Continued from part I:

Now that the RRD bundle is installed in Ruby’s default load path, I require RRD and access the convenience methods. The methods basically pass all parameters in as strings, which is fine, but I don’t like thinking of time and values as strings if I can avoid it. So I wrote a wrapper class that allows me to pass in values as typed options, and then casts them to the internal strings.

A couple of notes about creating, updating, and rendering RRD graphs using the built in Ruby binding.

Creating an RRD graph

At create time, the first parameter is the name of the file, minus the .rrb extension (create will puke if you specify the extension). The start time is expressed in seconds, my code below passed it in as a Time object and converts it to seconds. The step time is the minimal amount of time an update can occur at — in other words, if your step is 50 seconds and you try to update at 10 seconds, you get an error.

The DS option defines a dataset as follows:

DS:[name]:[graph type]:[min time to show an error condition]:[min value or unknown]:[max value or unknown]. More explanation of the suitable graph types is found here.

RRD.create(
name,
"--start", "#{@start.to_i}",
"--step", "#{@step}",
"DS:#{@dataset}:#{@type}:#{@heartbeat}:#{@min}:#{@max}",
"RRA:#{@collapse_method}:#{@xff}:#{@collapse_steps}:#{@collapse_rows}")

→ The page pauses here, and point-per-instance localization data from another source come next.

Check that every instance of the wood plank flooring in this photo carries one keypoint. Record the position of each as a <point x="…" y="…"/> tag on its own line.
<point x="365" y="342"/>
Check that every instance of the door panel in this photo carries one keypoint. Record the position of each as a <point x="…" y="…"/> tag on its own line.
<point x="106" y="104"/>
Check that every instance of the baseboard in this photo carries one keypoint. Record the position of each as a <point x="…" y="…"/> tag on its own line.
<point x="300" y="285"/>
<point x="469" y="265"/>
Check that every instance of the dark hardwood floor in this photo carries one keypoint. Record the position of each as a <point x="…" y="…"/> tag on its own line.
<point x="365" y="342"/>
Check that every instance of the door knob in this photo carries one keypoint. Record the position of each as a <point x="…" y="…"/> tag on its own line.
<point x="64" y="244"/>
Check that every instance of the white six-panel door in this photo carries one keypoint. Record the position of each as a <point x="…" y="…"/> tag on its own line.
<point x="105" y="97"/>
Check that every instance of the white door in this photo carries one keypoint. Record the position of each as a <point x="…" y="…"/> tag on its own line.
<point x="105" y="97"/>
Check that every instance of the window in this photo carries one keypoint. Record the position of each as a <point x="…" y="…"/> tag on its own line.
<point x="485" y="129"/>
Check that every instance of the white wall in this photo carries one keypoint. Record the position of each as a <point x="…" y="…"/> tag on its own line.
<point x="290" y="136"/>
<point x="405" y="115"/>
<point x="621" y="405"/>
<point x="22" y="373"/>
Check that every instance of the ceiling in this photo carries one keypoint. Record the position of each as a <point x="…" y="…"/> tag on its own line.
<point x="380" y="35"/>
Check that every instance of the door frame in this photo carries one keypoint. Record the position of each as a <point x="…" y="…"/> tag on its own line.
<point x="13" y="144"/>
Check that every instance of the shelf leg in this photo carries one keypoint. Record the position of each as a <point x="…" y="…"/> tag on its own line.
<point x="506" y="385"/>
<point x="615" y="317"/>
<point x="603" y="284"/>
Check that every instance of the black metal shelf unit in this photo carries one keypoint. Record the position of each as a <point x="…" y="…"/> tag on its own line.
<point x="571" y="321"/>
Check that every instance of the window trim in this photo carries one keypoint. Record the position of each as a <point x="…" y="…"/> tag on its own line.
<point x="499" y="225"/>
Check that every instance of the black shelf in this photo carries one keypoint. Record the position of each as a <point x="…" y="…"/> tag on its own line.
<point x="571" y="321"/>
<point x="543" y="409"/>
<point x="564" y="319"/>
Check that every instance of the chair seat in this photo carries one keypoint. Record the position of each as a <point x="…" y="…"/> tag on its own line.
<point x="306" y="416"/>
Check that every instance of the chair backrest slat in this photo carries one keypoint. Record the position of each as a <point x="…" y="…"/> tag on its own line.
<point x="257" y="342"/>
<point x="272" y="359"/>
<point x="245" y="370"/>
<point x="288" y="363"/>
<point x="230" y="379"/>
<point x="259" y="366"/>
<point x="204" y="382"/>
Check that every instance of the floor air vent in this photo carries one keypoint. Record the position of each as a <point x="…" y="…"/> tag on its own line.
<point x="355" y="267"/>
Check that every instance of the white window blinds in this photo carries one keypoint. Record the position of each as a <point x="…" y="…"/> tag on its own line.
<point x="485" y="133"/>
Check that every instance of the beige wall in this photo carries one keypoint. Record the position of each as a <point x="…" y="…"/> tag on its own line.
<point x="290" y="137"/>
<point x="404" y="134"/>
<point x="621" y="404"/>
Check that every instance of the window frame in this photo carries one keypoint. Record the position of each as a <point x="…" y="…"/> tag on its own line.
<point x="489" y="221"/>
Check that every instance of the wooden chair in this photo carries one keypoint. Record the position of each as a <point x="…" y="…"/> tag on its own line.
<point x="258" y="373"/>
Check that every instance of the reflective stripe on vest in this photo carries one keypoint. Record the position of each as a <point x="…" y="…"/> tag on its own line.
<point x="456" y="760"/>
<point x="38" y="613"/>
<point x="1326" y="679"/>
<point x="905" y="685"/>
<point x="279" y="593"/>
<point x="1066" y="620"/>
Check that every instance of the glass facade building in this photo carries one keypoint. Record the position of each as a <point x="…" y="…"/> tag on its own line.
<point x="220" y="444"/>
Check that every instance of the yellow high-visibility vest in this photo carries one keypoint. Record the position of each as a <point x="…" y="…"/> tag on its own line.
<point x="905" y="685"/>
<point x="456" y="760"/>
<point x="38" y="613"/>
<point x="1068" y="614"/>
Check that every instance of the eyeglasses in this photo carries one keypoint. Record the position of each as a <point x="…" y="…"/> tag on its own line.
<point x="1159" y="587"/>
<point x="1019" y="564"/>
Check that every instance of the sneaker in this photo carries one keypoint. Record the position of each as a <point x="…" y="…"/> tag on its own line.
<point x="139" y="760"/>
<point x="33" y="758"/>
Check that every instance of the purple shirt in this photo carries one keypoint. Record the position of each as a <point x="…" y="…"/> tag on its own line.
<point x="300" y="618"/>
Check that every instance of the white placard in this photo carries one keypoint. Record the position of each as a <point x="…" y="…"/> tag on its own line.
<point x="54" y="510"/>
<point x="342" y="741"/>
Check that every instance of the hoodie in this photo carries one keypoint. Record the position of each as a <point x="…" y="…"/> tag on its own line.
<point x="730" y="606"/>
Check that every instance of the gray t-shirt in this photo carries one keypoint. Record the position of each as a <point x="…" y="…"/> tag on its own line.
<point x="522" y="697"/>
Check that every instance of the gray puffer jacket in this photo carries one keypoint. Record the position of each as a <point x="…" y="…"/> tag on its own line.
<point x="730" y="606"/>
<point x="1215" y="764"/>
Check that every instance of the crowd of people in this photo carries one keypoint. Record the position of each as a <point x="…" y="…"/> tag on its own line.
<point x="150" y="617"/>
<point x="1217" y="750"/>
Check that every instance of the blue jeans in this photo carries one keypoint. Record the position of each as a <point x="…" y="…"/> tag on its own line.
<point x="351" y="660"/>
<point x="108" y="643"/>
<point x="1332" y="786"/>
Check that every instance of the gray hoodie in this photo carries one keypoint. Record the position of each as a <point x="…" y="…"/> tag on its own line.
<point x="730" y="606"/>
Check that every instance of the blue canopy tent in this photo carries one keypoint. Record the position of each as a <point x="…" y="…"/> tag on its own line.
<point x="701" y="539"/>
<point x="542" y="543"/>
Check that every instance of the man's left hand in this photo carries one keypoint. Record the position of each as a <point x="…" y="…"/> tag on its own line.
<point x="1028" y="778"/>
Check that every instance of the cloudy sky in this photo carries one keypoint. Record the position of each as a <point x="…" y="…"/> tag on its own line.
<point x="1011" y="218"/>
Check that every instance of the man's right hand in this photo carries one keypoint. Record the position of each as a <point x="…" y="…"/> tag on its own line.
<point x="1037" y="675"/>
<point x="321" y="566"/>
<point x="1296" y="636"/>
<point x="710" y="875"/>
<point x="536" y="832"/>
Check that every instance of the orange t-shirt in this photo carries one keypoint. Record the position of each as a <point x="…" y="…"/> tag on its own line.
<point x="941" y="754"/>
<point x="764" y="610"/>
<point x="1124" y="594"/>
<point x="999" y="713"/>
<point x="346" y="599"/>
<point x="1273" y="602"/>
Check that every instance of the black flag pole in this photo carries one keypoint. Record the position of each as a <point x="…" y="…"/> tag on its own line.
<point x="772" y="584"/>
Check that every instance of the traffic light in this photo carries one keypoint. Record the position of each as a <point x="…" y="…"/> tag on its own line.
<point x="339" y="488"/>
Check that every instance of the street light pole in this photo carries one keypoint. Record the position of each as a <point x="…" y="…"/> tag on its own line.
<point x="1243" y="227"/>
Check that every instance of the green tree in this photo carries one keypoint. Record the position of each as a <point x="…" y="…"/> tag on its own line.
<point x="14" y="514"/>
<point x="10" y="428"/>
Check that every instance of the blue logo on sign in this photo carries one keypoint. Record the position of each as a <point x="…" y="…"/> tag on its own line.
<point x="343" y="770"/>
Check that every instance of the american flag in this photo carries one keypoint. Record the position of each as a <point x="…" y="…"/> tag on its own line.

In the example above, I only create a single dataset. You can create 1..N, although I’m sure N has an upper limit, I haven’t found it specified anywhere. Also, I believe the data set is restricted to < 19 characters in length. The RRA section syntax is as follows:
RRA:AVERAGE | MIN | MAX | LAST:xff:steps:rows
where the collapsing is done by averaging values, or min/maxing values, the xff value specified limits unknown values from being collapsed by establishing a max ratio of unknown values to known values. The steps value specifies the number of datapoints collapsed, and the rows value specifies how many collapsed datapoints to keep. So RRA is where you really get a chance to limit the size of the RRD file.

Updating an RRD Graph

Once the graph has been created, it exists as the file you specified using the name parameter above. You update it with time:value statements: in the code below, I’m updating an array of time:value statements:
# simple update of multiple values
def update(times, values)


for i in 0..times.length-1

RRD.update(@name,”#{times[i].to_i}:#{values[i]}”)
end
end

In the code above, as for all RRD operations, you specify the name of the RRD file you want to operate on in the first parameter.

Note that you cannot update a graph with a time less than it’s start time or a time that is less then the last time + the step time specified at creation.

Displaying an RRD Graph:

Graph display is the most complex operation with RRD. I’m not going to go into all of the details: some really good examples are found here.

I’ve taken the simplest approach to displaying a graph:

RRD.graph(
renderedFile,
"--title", title,
"--start", start.to_i.to_s,
"--end", finish.to_i.to_s,
"--interlace",
"--imgformat", "PNG",
"--width=#{width}",
"DEF:a=#{@name}:#{@dataset}:AVERAGE",
"LINE1:a#0022e9:#{@dataset}")

Unlike the update method, the name of the actual desired graph is the first parameter, not the name of the RRD file. The RRD file to load is specified in the DEF line. You can specify multiple DEF values to display dataset from different RRD graphs. You will need to specify the way you want each dataset rendered: in the above example, I define a value a with the DEF statement that I reference in the following LINE statement:

In order to render data, you will need to specify how you want to display it with( as a line, as area under a line, as a tick mark, etc). More details about how to define data sets, including creating datasets via the CDEF statement, are found in the graph data documentation. Details about how to display data are in the rrdgraph method documentation. The format of the DEF, CDEF, LINE statements is RPN, i.

Make sure to specify start and end in a way that shows values as you would like to see them, i.e. make sure your latest value is in the specified start and end range.